You may specify any combination of these options, with the exception that --query will be ignored if --uris is specified.

Prior to Flux 1.2.0, Flux required at least one of --collections, --directory, --graphs, --query, --string-query, or --uris to be specified. Starting in Flux 1.2.0, if you do not specify any of those options, then Flux will select all documents that the configured MarkLogic user is able to read.

For each document matching the query specified by your options above, Flux will retrieve the triples from the document and write them to a file. You must specify a --path option for where files should be written. See Specifying a path for more information on paths.

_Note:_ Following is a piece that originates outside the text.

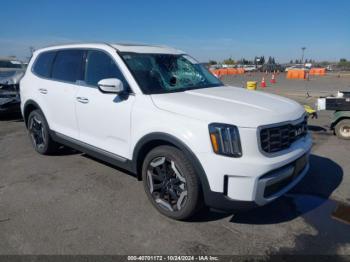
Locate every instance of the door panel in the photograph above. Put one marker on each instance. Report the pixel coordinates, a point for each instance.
(103, 119)
(61, 90)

By default, Flux will write files using the standard Turtle or TTL format. You can change this via the --format option, with the following choices supported:

Specifying the number of files to write

The --file-count option controls how many files are written by Flux. The default equals the number of partitions used for reading triples from MarkLogic, which is controlled by the --partitions-per-forest option, which has a default value of 4. For example, if the database you are querying has 3 forests, Flux will write 12 files by default.

Specifying a base IRI

With the --base-iri option, you can specify a base IRI to prepend to the graph associated with each triple when the graph is relative. If the graph for a triple is absolute, the base IRI will not be prepended.

Overriding the graph

For some use cases involving exporting triples with their graphs to files containing quads, it may not be desirable to reference the graph that each triple belongs to in MarkLogic. You can use --graph-override to specify an alternative graph value that will then be associated with every triple that Flux writes to a file.

gzip compression

To compress each file written by Flux using gzip, simply include --gzip as an option.

Exporting consistent results

By default, Flux uses MarkLogic’s support for point-in-time queries when querying for documents, thus ensuring a consistent snapshot of data. Point-in-time queries depend on the same MarkLogic system timestamp being used for each query. Because system timestamps can be deleted when MarkLogic merges data, you may encounter the following error that causes an export command to fail:

Server Message: XDMP-OLDSTAMP: Timestamp too old for forest

To resolve this issue, you must enable point-in-time queries for your database by configuring the merge timestamp setting. The recommended practice is to use a negative value that exceeds the expected duration of the export operation. For example, a value of -864,000,000,000 for the merge timestamp would give the export operation 24 hours to complete.

Alternatively, you can disable the use of point-in-time queries by including the following option:

--no-snapshot

The above option will not use a snapshot for queries but instead will query for data at multiple points in time. As noted above in the guide for consistent snapshots, you may get unpredictable results if your query matches on data that changes during the export operation. If your data is not changing, this approach is recommended as it avoids the need to configure merge timestamp.